Foi aí que sua própria história se encaixou na trama do romance: vieram à cabeça todas as memórias de suas viagens de férias com o pai, que tinha uma fazenda na Amazônia. “Foi como se o livro estivesse pronto desde sempre, construí a história muito rápido”, acrescenta, referindo-se a Nove noites, publicado em 2002 e que recebeu o prêmio Portugal Telecom de Literatura Brasileira. A obra foi indicada ao Vestibular 2005 da UFMG.

Ruptura

Formado em ambiente onde imperavam os princípios da arte moderna, Bernardo disse que a arte verdadeira deve estar baseada na ruptura e não na tradição.

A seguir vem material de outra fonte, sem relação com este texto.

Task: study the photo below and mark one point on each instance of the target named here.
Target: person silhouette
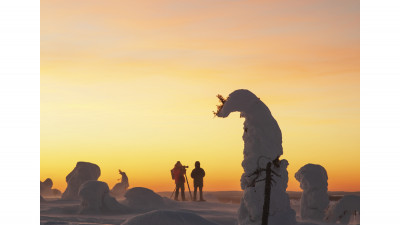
(197, 175)
(178, 173)
(119, 189)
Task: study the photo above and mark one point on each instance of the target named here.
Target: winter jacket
(179, 173)
(198, 174)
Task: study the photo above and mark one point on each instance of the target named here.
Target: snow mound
(344, 209)
(262, 144)
(82, 172)
(95, 198)
(46, 188)
(168, 217)
(119, 189)
(143, 199)
(314, 199)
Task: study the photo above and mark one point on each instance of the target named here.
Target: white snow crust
(47, 190)
(314, 199)
(82, 172)
(262, 144)
(344, 209)
(168, 217)
(95, 198)
(143, 199)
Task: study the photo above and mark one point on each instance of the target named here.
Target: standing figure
(197, 175)
(120, 188)
(178, 173)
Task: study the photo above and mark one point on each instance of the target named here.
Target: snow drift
(314, 199)
(344, 209)
(167, 217)
(95, 198)
(143, 199)
(46, 188)
(82, 172)
(262, 144)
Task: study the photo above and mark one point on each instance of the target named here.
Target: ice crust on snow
(82, 172)
(46, 188)
(143, 199)
(119, 189)
(314, 199)
(262, 144)
(168, 217)
(95, 198)
(344, 209)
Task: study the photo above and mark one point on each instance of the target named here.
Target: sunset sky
(131, 85)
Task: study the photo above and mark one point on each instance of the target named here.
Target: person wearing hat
(197, 175)
(178, 173)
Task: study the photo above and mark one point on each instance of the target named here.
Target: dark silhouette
(178, 173)
(197, 175)
(120, 188)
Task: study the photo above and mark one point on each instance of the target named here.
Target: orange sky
(131, 85)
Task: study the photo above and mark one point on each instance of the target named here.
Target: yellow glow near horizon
(132, 86)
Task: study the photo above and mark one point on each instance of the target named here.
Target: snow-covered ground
(220, 208)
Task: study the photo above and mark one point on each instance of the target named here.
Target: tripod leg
(187, 182)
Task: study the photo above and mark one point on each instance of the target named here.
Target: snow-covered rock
(120, 188)
(95, 198)
(262, 144)
(168, 217)
(344, 209)
(143, 199)
(314, 199)
(46, 188)
(82, 172)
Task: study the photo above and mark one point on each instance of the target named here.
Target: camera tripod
(187, 182)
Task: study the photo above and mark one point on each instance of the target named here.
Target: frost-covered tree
(262, 144)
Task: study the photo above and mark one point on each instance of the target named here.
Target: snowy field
(220, 208)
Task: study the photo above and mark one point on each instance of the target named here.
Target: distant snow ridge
(315, 199)
(262, 144)
(82, 172)
(95, 198)
(168, 217)
(143, 199)
(344, 209)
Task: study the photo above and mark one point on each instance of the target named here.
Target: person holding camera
(178, 173)
(197, 175)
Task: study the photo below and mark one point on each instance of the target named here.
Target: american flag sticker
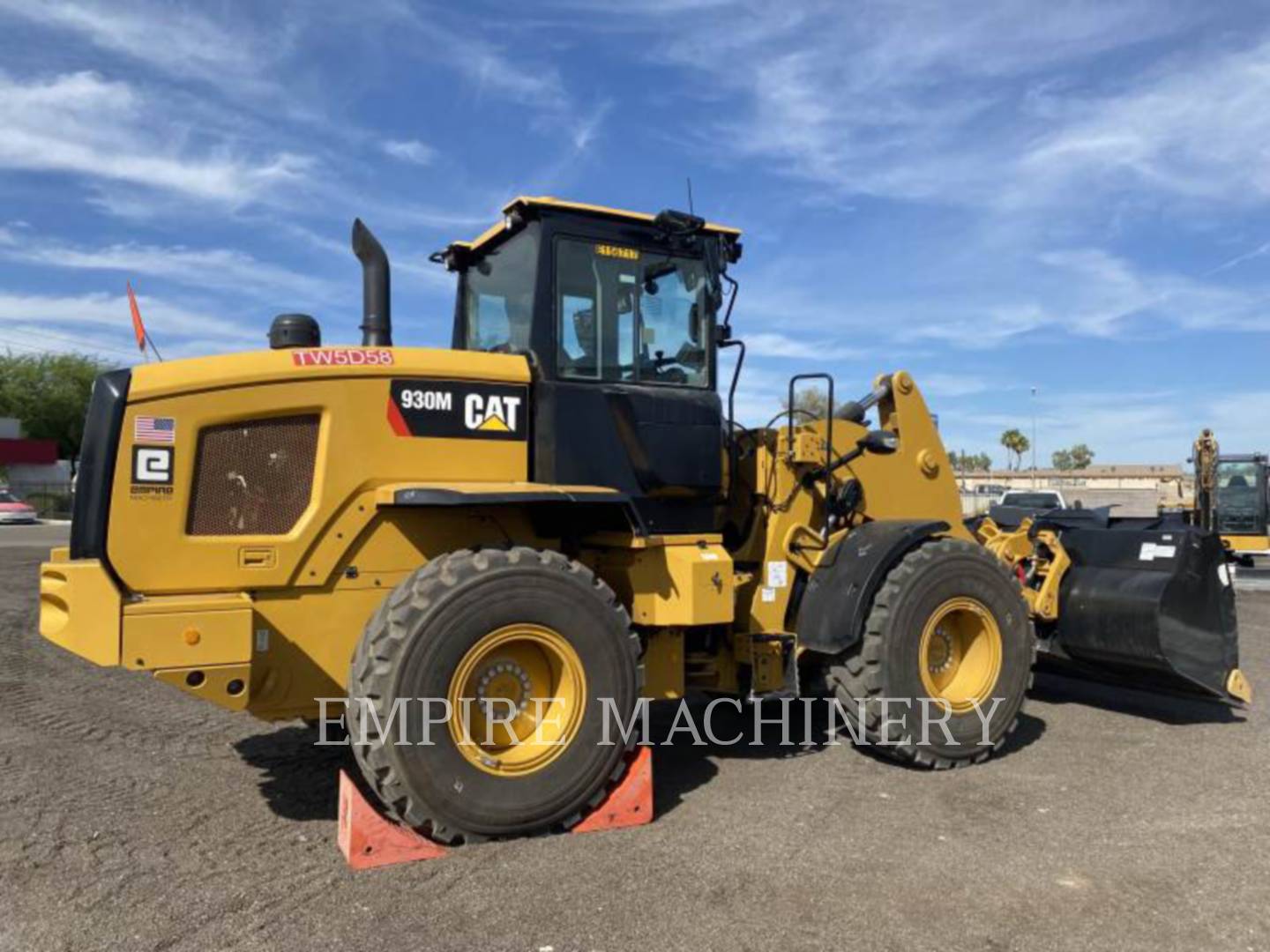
(153, 429)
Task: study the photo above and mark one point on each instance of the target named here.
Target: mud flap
(1152, 607)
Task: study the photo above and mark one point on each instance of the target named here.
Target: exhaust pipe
(376, 287)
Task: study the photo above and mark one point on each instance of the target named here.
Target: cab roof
(530, 202)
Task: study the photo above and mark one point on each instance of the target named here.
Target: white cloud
(1197, 131)
(771, 344)
(80, 312)
(213, 268)
(410, 152)
(84, 124)
(923, 100)
(175, 38)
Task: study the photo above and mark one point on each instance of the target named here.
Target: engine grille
(253, 478)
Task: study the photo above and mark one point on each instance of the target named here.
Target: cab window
(498, 296)
(629, 315)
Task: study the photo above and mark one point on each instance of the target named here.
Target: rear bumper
(80, 607)
(201, 643)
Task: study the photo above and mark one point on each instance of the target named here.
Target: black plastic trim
(94, 478)
(579, 502)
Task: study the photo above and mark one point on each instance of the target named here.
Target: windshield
(1238, 502)
(630, 315)
(1032, 501)
(497, 294)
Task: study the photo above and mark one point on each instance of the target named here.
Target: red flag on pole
(138, 326)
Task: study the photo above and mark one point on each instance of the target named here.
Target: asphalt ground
(133, 818)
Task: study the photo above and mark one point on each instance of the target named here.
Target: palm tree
(1016, 444)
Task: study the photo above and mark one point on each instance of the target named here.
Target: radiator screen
(253, 478)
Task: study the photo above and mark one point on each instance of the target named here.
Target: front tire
(489, 631)
(949, 634)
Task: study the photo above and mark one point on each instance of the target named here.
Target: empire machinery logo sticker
(458, 409)
(153, 465)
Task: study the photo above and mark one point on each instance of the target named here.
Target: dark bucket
(1149, 606)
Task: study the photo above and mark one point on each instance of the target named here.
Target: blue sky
(1073, 197)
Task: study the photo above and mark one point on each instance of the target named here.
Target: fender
(841, 591)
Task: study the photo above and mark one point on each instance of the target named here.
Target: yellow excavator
(1232, 498)
(559, 516)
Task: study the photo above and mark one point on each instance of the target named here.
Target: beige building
(1131, 489)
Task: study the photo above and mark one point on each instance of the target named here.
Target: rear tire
(493, 619)
(945, 605)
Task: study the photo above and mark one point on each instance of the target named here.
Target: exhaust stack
(376, 287)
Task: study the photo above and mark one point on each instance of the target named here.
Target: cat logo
(459, 409)
(490, 414)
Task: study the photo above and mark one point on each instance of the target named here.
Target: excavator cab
(619, 314)
(1243, 502)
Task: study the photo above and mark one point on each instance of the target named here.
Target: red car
(13, 509)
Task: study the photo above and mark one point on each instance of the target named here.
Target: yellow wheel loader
(559, 516)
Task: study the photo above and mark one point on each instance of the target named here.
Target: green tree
(970, 462)
(49, 394)
(1077, 457)
(1016, 444)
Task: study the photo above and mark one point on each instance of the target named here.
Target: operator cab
(1243, 495)
(619, 316)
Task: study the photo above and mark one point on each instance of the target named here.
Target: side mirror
(879, 442)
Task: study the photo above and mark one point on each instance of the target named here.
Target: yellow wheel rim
(960, 654)
(517, 698)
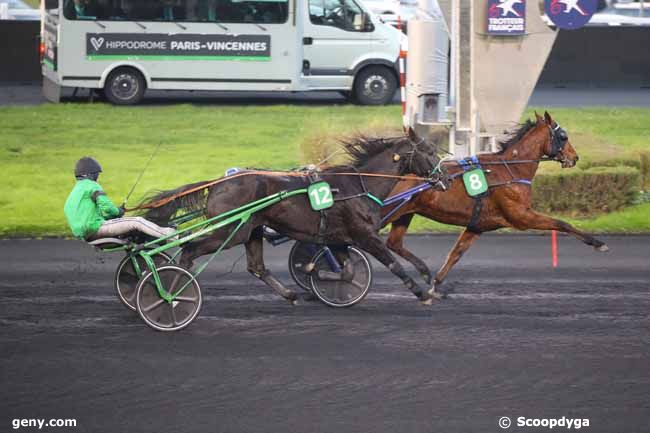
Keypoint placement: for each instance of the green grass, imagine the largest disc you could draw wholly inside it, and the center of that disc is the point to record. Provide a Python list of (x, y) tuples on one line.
[(39, 146)]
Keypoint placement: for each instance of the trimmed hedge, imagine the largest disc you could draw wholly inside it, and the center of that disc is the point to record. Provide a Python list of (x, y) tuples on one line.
[(582, 192)]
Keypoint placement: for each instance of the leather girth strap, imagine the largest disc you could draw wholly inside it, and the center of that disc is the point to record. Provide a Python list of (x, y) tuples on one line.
[(476, 215)]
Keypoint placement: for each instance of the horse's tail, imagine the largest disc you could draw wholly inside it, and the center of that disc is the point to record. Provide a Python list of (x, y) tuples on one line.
[(161, 206)]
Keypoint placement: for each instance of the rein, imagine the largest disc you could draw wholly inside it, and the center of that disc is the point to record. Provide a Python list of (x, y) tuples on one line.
[(208, 184)]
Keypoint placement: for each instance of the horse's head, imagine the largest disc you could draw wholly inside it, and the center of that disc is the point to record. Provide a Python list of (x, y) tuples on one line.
[(558, 146)]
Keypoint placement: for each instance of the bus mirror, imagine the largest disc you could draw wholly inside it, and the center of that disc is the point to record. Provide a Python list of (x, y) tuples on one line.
[(359, 22)]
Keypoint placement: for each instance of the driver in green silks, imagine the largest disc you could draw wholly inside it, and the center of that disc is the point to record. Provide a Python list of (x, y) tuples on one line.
[(91, 214)]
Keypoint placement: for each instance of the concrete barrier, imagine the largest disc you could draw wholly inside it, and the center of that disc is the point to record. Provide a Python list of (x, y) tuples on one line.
[(19, 55), (599, 57)]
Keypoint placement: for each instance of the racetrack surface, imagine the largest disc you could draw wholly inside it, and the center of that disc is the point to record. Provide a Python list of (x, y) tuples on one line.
[(515, 338)]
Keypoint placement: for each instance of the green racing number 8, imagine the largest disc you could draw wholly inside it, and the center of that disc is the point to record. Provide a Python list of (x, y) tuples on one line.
[(475, 182)]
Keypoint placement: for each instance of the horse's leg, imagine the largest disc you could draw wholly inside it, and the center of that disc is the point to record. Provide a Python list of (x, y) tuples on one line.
[(373, 244), (528, 219), (255, 259), (464, 241), (395, 243)]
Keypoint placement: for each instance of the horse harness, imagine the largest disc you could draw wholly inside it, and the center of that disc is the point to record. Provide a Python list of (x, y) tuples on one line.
[(559, 139)]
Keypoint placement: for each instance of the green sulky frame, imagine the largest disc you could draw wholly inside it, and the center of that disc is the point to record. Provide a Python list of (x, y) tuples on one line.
[(239, 215)]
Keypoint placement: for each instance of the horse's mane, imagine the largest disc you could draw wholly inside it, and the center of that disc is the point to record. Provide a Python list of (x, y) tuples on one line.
[(362, 148), (515, 135), (359, 148)]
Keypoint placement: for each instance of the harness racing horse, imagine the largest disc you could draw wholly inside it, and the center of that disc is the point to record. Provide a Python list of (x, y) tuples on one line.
[(507, 203), (353, 219)]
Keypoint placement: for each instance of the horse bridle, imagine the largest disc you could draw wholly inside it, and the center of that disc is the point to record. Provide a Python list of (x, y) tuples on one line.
[(559, 139)]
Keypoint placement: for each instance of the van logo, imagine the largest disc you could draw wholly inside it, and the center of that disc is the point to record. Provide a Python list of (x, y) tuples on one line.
[(97, 43)]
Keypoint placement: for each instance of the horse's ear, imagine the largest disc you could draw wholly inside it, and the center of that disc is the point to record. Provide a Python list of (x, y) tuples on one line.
[(547, 116), (412, 135)]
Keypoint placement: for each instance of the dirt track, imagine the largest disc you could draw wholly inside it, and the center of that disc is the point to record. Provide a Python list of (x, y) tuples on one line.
[(516, 338)]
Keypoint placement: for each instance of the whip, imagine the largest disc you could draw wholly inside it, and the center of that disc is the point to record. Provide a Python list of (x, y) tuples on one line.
[(141, 173)]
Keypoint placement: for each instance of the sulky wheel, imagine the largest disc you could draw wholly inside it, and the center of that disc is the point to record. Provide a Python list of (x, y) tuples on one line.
[(160, 314), (345, 288), (126, 277), (301, 255)]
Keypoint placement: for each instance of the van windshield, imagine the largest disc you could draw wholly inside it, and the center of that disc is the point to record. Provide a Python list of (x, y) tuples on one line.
[(344, 14)]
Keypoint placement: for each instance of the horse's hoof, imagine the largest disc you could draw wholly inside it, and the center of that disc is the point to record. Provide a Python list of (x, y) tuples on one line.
[(292, 298), (427, 302)]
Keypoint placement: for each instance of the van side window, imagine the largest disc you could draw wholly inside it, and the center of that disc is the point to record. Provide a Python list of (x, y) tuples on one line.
[(344, 14), (223, 11)]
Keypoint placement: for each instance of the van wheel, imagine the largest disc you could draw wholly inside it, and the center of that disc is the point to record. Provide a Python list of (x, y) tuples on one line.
[(375, 85), (125, 86)]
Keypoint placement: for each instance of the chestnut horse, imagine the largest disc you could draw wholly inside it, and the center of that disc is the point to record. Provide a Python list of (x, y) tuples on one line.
[(507, 203)]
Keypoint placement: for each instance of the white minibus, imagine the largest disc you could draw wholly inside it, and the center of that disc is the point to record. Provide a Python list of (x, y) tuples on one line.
[(124, 47)]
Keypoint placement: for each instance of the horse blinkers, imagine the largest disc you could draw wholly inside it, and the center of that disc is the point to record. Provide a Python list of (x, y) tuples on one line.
[(559, 139)]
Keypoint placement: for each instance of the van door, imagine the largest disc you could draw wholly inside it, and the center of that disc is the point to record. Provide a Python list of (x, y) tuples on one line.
[(336, 38)]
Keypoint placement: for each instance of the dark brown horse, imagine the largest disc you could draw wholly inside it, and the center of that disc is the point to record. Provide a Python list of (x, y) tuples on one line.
[(506, 204), (353, 219)]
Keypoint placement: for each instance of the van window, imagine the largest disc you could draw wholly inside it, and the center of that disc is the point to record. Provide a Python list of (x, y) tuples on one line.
[(344, 14), (223, 11)]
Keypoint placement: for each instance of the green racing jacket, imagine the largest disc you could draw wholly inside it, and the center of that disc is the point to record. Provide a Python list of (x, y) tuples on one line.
[(87, 207)]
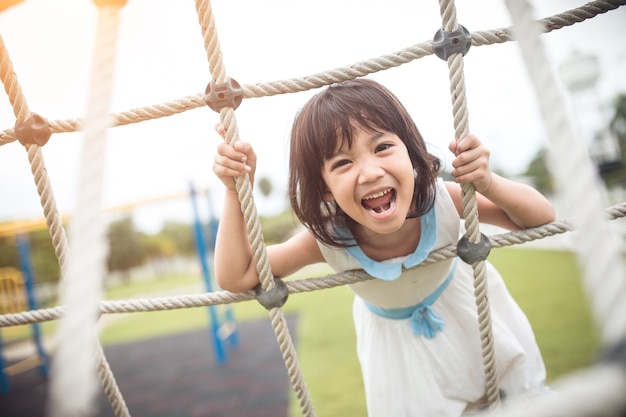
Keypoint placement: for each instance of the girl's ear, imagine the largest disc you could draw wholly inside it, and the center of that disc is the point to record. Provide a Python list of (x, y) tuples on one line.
[(328, 196)]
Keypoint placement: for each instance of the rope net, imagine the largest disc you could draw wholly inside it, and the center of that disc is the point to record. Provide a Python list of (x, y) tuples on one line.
[(83, 269)]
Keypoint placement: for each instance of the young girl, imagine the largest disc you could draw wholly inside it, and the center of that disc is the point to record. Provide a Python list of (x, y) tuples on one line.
[(363, 184)]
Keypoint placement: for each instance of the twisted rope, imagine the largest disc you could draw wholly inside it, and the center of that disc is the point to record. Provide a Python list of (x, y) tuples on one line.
[(359, 69), (248, 208), (470, 210), (79, 358)]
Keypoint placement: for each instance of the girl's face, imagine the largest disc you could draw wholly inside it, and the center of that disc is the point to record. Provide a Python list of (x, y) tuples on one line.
[(372, 181)]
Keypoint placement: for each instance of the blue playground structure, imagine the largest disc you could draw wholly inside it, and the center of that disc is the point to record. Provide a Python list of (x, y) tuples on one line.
[(17, 294), (224, 332)]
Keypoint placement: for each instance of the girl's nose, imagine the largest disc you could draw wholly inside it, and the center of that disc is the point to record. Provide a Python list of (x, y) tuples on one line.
[(369, 172)]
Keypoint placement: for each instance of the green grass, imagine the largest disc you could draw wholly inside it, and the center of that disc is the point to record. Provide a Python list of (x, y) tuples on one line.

De acordo com sua própria definição, ele escreve combinando “uma língua pobre e uma estrutura complexa”, e sua prosa tem negado a idéia mais convencional de beleza, ligada ao elemento poético. Para ilustrar essa questão, ele relatou episódio envolvendo a tradução de um de seus livros na Europa. Na França, a obra alcançou algum sucesso, mas na Inglaterra teve pouquíssima receptividade.Ele descobriu que a tradutora para o francês floreou o texto, enquanto o responsável pela versão em inglês foi fiel ao estilo. “A literatura não é reconhecida se não segue a tradição, é como se não houvesse outra intenção numa prosa mais simples”, disse.

Bernardo acrescentou que o valor da arte está “no dissenso, no desvio, e não no consenso, este ligado à noção de confraria, cujos integrantes estão interessados em defender uns aos outros”. A ruptura com a tradição é perfeitamente representada, na visão do escritor, pelo japonês Junishiro Tanizaki, cuja produção se concentrou na primeira metade do século 20 e desafiou a tradição literária japonesa, entronizando temas como obsessões sexuais. “É fascinante a força do autor que afirma uma subjetividade singular, ainda que possa não ser bem recebido”, enfatizou o escritor.